¿Positivismo de izquierda?

 

Mire, yo sé que nos encontramos en un periodo que permite a muchos la mezcolanza desmedida de maneras de ser. Uno, se supone, ya tiene la libertad de ser bueno con unos y malo con otros, es decir, tiene la libertad de donar a cuanta causa desgarradora surge, previamente mediatizada y sazonada con el debido ingrediente dramático telenovelero, pero sin abandonar prácticas individualistas como el consumismo extremo, curiosamente el causante de muchos de los padecimientos que luego vienen a defender las causas “más nobles del mundo”. También a uno le puede gustar la música más alternativa y al mismo tiempo ser un as de la cumbia y la salsa. Dicen que las fronteras de los gustos comienzan a borrarse en aras de saborear todo tipo de mieles de la vida. La liberalización del cuerpo tiene mucho de eso. Ahora está de moda ser bisexual o por lo menos echarse una canita al aire con alguien aunque la propia orientación sexual se presuma distinta a la que se comete bajo el manto protector de la libertad de exploración sensual. Lo más gracioso es que la gente dice descubrir que es bisexual en sentido carnal pero no en sentido psíquico, es decir, sin dejar a un lado sus nociones sociales, roles, de macho y hembra, mujer u hombre.

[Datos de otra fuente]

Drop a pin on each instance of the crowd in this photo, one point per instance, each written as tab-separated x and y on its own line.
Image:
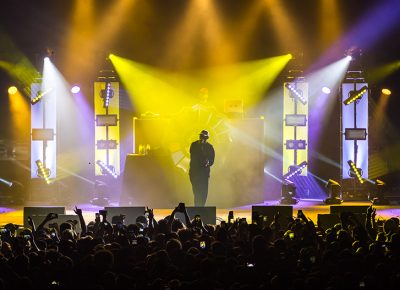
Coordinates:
173	254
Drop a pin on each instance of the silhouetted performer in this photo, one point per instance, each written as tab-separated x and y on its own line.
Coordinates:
202	156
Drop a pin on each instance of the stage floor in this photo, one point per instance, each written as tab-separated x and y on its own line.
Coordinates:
311	209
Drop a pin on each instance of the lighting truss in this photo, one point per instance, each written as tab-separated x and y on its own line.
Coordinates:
295	170
355	172
355	134
42	134
296	93
107	169
355	95
107	94
106	144
43	172
106	120
296	144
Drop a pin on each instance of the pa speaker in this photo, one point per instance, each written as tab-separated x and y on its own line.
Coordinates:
130	212
285	213
208	214
326	221
356	209
41	211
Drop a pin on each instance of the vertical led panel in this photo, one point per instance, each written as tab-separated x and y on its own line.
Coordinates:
43	129
354	124
295	125
107	138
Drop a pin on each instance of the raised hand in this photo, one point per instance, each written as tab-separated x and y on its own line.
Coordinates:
51	216
78	211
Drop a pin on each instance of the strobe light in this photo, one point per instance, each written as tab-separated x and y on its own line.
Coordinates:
288	193
43	172
296	93
355	172
295	170
107	169
107	94
355	95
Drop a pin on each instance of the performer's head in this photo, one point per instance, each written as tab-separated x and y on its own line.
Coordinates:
204	135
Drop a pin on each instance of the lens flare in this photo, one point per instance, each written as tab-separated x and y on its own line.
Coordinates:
386	92
326	90
12	90
75	89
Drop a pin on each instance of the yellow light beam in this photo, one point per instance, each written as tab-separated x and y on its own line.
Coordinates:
289	34
330	22
162	92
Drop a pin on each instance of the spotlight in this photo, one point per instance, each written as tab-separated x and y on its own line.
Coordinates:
355	95
385	92
355	172
296	93
334	191
107	94
12	90
326	90
39	96
288	193
43	172
107	169
75	89
294	170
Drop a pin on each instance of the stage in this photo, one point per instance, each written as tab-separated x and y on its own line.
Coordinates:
311	208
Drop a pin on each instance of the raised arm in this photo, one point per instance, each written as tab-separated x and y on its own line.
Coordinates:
79	213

En realidad, dicen que toda idea sólida, toda forma de ser de una sola pieza debe morir en pos de la libertad, aunque una vez adquirida, no se sepa qué hacer con ella, como muestran las actitudes sociales de los jóvenes, y cada vez más jóvenes, más chamacos pues. En fin, el asunto es que toda solidez se ha perdido para dar paso al estado líquido de la personalidad, y hasta cierto punto esto puede servir para poder convivir o hacer más llevadera esta convivencia en un ambiente relajado, cínico e indiferente.

Hoy se tiene la libertad para ser homosexual de derecha, católico de izquierda y si me presiona, hasta de ser marxista guadalupano, claro que sí. Ya todo se puede y se vale pero… ¿es en serio? ¿no hay límites? Veamos.

Auguste Comte

Orden y progreso, lema del positivismo, filosofía cuya tesis central era que las sociedades tendían a avanzar, desarrollarse hacia un estadio de plenitud y armonía que la ciencia, y sólo la ciencia, podrían brindarle. Para ello era preciso librarse de ataduras subjetivas como la disidencia, la religiosidad y la duda pues el camino trazado por el Estado científico era el idóneo, el único, es decir, el Juan Camaney de los caminos para por fin crear la sociedad de nuestros sueños. Habría que pasar por dos estadios previos antes de arribar al que gracias a un proceso evolutivo del pensamiento y por tanto también organizativo no podría caber duda de que era el definitivo; estos  son el teológico, el metafísico y el positivo.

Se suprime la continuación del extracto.